Current state: Accepted (vote thread)

Discussion thread: here

JIRA: here

Please keep the discussion on the mailing list rather than commenting on the wiki (wiki discussions get unwieldy fast).

Motivation

The size of record batches from the producer to the broker plays a role in latency. Smaller batches lead to more requests and queuing as well as higher latency. This means in general, even when linger.ms is set to zero, a larger batch size will decrease latency. In the case where linger.ms is turned on, low throughput often injects latency into the system because if there are not enough records to fill a batch, the batch will not be sent until linger.ms. Finding a way to increase the size of batches to trigger a send before linger.ms will decrease latency even more.
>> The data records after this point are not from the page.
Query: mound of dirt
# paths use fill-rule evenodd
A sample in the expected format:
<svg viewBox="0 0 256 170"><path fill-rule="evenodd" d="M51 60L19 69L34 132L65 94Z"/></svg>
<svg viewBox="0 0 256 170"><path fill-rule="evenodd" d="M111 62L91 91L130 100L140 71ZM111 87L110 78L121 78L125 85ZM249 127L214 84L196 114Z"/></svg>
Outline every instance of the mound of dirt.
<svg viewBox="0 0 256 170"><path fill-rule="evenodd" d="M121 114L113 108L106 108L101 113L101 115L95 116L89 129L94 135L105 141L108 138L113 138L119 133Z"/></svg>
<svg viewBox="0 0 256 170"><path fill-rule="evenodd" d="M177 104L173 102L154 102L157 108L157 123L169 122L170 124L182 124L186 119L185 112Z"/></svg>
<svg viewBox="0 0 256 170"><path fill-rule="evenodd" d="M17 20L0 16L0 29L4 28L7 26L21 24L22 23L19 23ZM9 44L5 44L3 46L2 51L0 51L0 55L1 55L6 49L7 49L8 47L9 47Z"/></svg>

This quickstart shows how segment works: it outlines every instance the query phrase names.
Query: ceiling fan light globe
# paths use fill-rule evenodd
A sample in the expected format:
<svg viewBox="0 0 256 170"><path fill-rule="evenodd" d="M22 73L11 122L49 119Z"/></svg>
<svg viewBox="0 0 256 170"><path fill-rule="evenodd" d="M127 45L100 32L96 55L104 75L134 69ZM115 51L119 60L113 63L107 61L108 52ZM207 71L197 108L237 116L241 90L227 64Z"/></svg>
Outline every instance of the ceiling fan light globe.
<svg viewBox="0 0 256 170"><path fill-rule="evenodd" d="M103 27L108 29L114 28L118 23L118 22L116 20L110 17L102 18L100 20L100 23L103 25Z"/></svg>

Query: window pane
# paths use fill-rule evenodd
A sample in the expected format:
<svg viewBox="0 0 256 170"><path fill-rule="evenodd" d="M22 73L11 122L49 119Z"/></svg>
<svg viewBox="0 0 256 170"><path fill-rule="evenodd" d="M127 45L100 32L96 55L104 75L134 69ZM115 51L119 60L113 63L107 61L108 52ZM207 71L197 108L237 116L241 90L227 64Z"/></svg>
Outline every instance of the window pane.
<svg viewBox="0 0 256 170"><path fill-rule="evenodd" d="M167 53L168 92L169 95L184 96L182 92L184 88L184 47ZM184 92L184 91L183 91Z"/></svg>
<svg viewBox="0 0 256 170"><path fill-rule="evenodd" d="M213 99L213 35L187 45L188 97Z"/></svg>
Currently, in the case where no partition and no key is specified, the default partitioner partitions records in a round-robin fashion. That means that each record in a series of consecutive records will be sent to a different partition until we run out of partitions and start over again. While this spreads records out evenly among the partitions, it also results in more batches that are smaller in size. It seems like it would be better to have all the records go to a specified partition (or a few partitions) and be sent together in a larger batch.

The sticky partitioner attempts to create this behavior in the partitioner. By “sticking” to a partition until the batch is full (or is sent when linger.ms is up), we can create larger batches and reduce latency in the system compared to the default partitioner. Even in the case where linger.ms is 0 and we send right away, we see improved batching and a decrease in latency. After sending a batch, the partition that is sticky changes. Over time, the records should be spread out evenly among all the partitions.

Netflix had a similar idea and created a sticky partitioner that selects a partition and sends all records to it for a given period of time before switching to a new partition.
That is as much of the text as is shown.